L’histoire est belle, mais elle est loin d’être finie ! En voyant que plusieurs de mes amis skieurs, pourtant expérimentés, rencontraient des difficultés à skier sur ce module, je me suis dit qu’il pourrait être utile de l’intégrer à la formation proposée par l’ENSA. Je l’ai fait évoluer et, aujourd’hui, cette piste est utilisée dans l’enseignement du ski de pente raide. Qui aurait imaginé que cette invention destinée à offrir davantage au public devienne un jour outil pédagogique ? Au début, les gens me prenaient pour un illuminé et moi, ça me faisait rire. Je m’épanouissais dans ce projet et c’était l’essentiel. Mais, de voir que ma piste en bois accompagne désormais les futurs professionnels dans leur progression me rend heureux. J’ai innové, j’ai osé. Ne pas s’imposer de limites, suivre son instinct, faire vivre son imagination, et y croire surtout. Croire en soi et en ses projets. Voilà la leçon que je tirerais de cette histoire. Parfois notre vision surprend mais, avec le temps, elle finit par trouver sa juste place.

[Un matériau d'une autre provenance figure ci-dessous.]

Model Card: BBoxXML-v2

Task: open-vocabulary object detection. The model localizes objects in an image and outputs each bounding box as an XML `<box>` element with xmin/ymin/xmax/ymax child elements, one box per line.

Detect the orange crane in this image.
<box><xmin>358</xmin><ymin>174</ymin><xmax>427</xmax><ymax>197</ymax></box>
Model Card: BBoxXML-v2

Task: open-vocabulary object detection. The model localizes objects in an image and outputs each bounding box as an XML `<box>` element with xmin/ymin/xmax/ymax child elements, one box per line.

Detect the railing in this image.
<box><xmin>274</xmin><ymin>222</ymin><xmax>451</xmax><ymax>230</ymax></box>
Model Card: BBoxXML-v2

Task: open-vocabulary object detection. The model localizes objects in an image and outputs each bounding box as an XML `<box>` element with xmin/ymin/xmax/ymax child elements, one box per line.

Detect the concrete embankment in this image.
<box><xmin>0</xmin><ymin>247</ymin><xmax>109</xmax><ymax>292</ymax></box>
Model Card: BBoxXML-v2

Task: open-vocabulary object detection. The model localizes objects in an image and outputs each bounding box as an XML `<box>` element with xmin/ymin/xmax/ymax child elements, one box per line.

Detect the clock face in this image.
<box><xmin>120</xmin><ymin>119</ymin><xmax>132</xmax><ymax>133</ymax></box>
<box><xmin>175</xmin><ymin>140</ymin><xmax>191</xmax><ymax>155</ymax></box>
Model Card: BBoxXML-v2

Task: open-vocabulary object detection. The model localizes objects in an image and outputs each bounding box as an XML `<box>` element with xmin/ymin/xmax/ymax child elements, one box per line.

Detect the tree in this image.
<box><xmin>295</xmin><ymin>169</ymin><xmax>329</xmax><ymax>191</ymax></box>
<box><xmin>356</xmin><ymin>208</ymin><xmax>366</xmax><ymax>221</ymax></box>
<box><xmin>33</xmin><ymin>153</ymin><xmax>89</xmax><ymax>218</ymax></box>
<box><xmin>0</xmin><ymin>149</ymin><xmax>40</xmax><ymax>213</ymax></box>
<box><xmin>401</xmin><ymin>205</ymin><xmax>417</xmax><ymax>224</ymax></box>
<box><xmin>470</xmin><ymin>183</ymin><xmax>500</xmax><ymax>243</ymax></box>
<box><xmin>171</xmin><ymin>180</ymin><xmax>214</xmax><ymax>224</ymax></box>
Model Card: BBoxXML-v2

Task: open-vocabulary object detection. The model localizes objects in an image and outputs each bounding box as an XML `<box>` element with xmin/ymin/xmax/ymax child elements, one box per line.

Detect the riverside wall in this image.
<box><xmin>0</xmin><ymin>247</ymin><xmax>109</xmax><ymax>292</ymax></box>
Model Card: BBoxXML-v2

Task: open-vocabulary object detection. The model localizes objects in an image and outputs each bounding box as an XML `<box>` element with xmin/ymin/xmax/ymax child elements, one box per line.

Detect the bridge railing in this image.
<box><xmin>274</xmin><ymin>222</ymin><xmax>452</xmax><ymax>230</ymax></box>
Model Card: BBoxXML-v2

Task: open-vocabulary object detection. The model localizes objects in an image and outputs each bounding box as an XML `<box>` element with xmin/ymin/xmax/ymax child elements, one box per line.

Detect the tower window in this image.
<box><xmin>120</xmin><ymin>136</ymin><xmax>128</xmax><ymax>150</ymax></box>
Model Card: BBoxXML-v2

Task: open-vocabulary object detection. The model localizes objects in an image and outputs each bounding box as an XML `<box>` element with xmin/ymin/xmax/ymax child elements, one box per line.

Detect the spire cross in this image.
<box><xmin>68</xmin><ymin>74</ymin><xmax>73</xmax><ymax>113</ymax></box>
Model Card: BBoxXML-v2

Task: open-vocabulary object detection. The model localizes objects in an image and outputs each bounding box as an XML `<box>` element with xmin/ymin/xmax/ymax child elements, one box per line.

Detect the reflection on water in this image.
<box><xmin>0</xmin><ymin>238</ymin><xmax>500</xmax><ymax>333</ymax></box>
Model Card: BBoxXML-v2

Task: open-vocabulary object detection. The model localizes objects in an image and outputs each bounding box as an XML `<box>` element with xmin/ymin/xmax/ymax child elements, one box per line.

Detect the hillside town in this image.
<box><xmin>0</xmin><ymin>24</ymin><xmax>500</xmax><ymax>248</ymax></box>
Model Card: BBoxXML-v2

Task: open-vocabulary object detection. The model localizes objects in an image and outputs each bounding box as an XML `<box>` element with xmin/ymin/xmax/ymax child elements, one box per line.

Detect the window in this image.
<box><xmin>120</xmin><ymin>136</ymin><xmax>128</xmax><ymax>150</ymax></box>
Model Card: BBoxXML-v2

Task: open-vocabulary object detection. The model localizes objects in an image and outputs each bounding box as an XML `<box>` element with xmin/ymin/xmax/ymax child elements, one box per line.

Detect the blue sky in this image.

Vivian Bruchez | Ski de pente raide et mise en lumière de la grandeur des Alpes

Ton métier n’est pas sans risques. Ton rapport à la montagne a-t-il évolué depuis que tu es père ?

Étonnamment, les projets les plus audacieux que j’aie réalisés depuis que je pratique le ski de pente raide ont vu le jour après la naissance de mes filles. Mes projets sont de plus en plus engagés mais, depuis que je suis papa, j’accorde davantage de temps à leur préparation. Je pèse le pour et le contre, je prends mes décisions de façon plus professionnelle. Au contact de la montagne et des éléments, le danger est présent, alors j’adapte ma technique aux risques encourus. J’évalue la pertinence des aventures dans lesquelles je me lance, je m’autorise à refuser certaines propositions. Et, surtout, je me pose les bonnes questions : cette expédition a-t-elle du sens pour moi ? Pourquoi est-ce que je ressens le besoin d’y aller ? Pour me prouver des choses ? Parce qu’on me pousse à la mener ? Ces questions habitent mon esprit au quotidien. En faisant des choix raisonnés, ma pratique devient plus constructive. Il est facile de s’engager pour de mauvaises raisons, à nous alors de savoir réagir pour redresser la barre.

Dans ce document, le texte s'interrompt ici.